Oui. Je crois qu’il faut l’envisager comme un risque permanent, comme les catastrophes naturelles. On peut le prévenir, l’endiguer. Mais le supprimer ? L’altérité juive restera une altérité tant qu’il y aura des juifs. Et peut-être même après. On connaît des pays où l’antisémitisme est puissant sans que n’y vivent pourtant aucun juifs.

Et quelles sont les bonnes armes de cette lutte ? Judiciariser systématiquement les propos comme on le fait aujourd’hui est-il une solution ?

En démocratie, la justice est le seul moyen de régler pacifiquement et de manière civilisée les différends. Les plaintes et poursuites pour antisémitisme sont beaucoup plus rares que ce qu’on le pense généralement. Quant aux condamnations et aux amendes qui vont avec, elles sont peu dissuasives. Elles n’empêchent en rien des professionnels de l’antisémitisme multirécidivistes de continuer leurs activités.

La prévention et l’éducation sont une autre manière de lutter. L’enseignement de l’histoire de la Seconde Guerre mondiale contribue à maintenir les thèses négationnistes à un niveau résiduel. On sait que là où cette histoire n’est pas enseignée, les idées négationnistes ont davantage d’oxygène. Mais une enquête que nous avons menée avec l’Ifop et la Fondation Jean-Jaurès il y a trois ans suggère que le négationnisme est un peu plus présent chez les jeunes, un résultat probablement lié à leurs manières de s’informer.

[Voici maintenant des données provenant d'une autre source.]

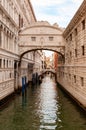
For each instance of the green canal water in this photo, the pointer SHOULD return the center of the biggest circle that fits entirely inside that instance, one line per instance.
(43, 107)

Il y a enfin un dernier combat à mener : celui de la conviction qui ne se fait qu’en argumentant, inlassablement. Les « plus jamais ça » et les incantations ne suffisent pas. Ils n’ont jamais suffi. Il faut affirmer avec plus de force que les théories du complot ne sont pas seulement des idées extravagantes ou contestables mais des idées qui rendent possibles des passages à l’acte violents.

Peu leur importe, non ?

Je ne crois pas. On voit les réactions outragées que suscite le fait de se voir qualifié d’antisémite par des personnes qui s’en sont pourtant parfois même fait une spécialité voire se revendiquent elles-mêmes d’antisémites patentés, de l’époque – avant-guerre – où l’antisémitisme n’était pas encore honteux. On n’explore pas suffisamment la piste de l’intransigeance. Probablement parce qu’elle suppose une forme de rectitude morale et de rigueur intellectuelle. Mais il faut rappeler que ces idées ont des conséquences et ne pas hésiter à affirmer haut et fort leur stupidité. Autrement dit : si vous avez envie de vous associer à des idées bêtes et dangereuses, très bien ! Mais souffrez en retour qu’on le dise.

 

Rudy Reichstadt, bio express

Politologue de formation, Rudy Reichstadt a fondé en 2007 le site Conspiracy Watch, édité par l’Observatoire du conspirationnisme. Il a récemment contribué au livre collectif, « Nouvelle histoire de la Shoah » sous la direction d’Alexandre Bande, Pierre-Jérôme Biscarat & Olivier Lalieu (éd. Passés Composés, 2021).